CommonsenseLos intentos de “prensa artesanal” pueden encontrarse casi desde el mismo momento de invención de la imprenta.  Son ejemplos célebres, la impresión de Las 95 tesis de Lutero, en 1517, o el panfleto Common Sense de Thomas Paine,  editado de manera anónima en 1776 durante la revolución norteamericana. Sin embargo, la cultura del fanzine proviene de una tradición posterior, formada a dos aguas entre EE.UU. e Inglaterra, y que tiene un doble origen. Por un lado, la aparición de las Amateur Press Asociations, agrupaciones de aficionados, para dieron lugar a propuestas periodísticas y literarias; y por otro, los clubes de aficionados a la ciencia ficción, en auge en las primeras décadas del siglo XX, surgidos al calor de las publicaciones populares y la literatura de masas. Muchos de los miembros de estos clubes sentían la necesidad no ya de sólo consumir los temas de su afición, sino también de producirlos, de aportar. En la interacción de estas formas, podemos rastrear el origen del fanzine. Veamos, paso a paso, cuál fue su evolución.

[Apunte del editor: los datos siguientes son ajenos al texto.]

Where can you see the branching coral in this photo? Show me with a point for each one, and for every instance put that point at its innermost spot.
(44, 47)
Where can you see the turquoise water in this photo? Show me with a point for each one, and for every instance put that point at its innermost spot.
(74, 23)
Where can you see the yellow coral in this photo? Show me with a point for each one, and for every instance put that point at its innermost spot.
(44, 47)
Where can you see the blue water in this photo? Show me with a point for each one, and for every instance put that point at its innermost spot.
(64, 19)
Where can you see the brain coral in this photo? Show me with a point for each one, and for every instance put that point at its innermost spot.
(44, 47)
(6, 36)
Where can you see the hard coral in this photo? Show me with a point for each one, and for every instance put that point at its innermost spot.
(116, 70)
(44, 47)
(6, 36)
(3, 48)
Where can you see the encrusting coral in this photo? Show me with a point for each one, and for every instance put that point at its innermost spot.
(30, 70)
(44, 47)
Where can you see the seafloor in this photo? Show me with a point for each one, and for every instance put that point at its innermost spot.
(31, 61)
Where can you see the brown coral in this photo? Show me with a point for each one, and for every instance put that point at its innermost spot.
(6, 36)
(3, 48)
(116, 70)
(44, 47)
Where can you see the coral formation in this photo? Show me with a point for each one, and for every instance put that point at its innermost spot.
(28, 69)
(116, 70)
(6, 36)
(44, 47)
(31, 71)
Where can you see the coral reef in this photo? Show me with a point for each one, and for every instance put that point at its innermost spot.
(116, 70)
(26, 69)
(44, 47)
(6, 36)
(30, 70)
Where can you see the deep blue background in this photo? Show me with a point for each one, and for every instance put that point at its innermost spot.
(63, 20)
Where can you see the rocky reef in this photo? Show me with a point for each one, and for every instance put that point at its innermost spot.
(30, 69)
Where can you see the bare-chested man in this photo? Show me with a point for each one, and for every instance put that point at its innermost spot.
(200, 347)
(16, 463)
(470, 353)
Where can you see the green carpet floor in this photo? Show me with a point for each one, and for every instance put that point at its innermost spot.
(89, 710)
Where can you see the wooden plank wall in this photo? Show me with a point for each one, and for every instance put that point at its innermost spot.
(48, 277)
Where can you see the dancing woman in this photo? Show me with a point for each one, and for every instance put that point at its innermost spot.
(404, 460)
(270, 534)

La prensa aficionada, puede rastrearse ya en el siglo XIX, con las primeras formaciones de Amateur Press Asociation -por lo general, abreviadas como APA-. Si bien, en el funcionamiento de estas asociaciones hay variaciones de toda clase, a grades rasgos, los miembros participantes de una APA producen páginas que envían a uno de sus integrantes, quien cumple el rol de Distribuidor o Correo Central, y que a su vez,  las recopila y re-distribuye a los demás los miembros del grupo. Esta recopilación de distribución restringida, se conoce como apazine. Por norma, los participantes emiten tantas copias de su contribución como miembros tiene la asociación. Además, hacen un aporte monetario para un fondo común que permita cubrir costos operativos, como la reproducción de los trabajos, si es necesario, o el envío por correo de los apazines. Esto lleva a establecer un límite en el número de miembros y a tener una lista de espera para nuevos ingresos, si es necesario. En algunos casos, a las personas en lista de espera se les permite contribuir y recibir el exceso de apazines proporcionados por los miembros.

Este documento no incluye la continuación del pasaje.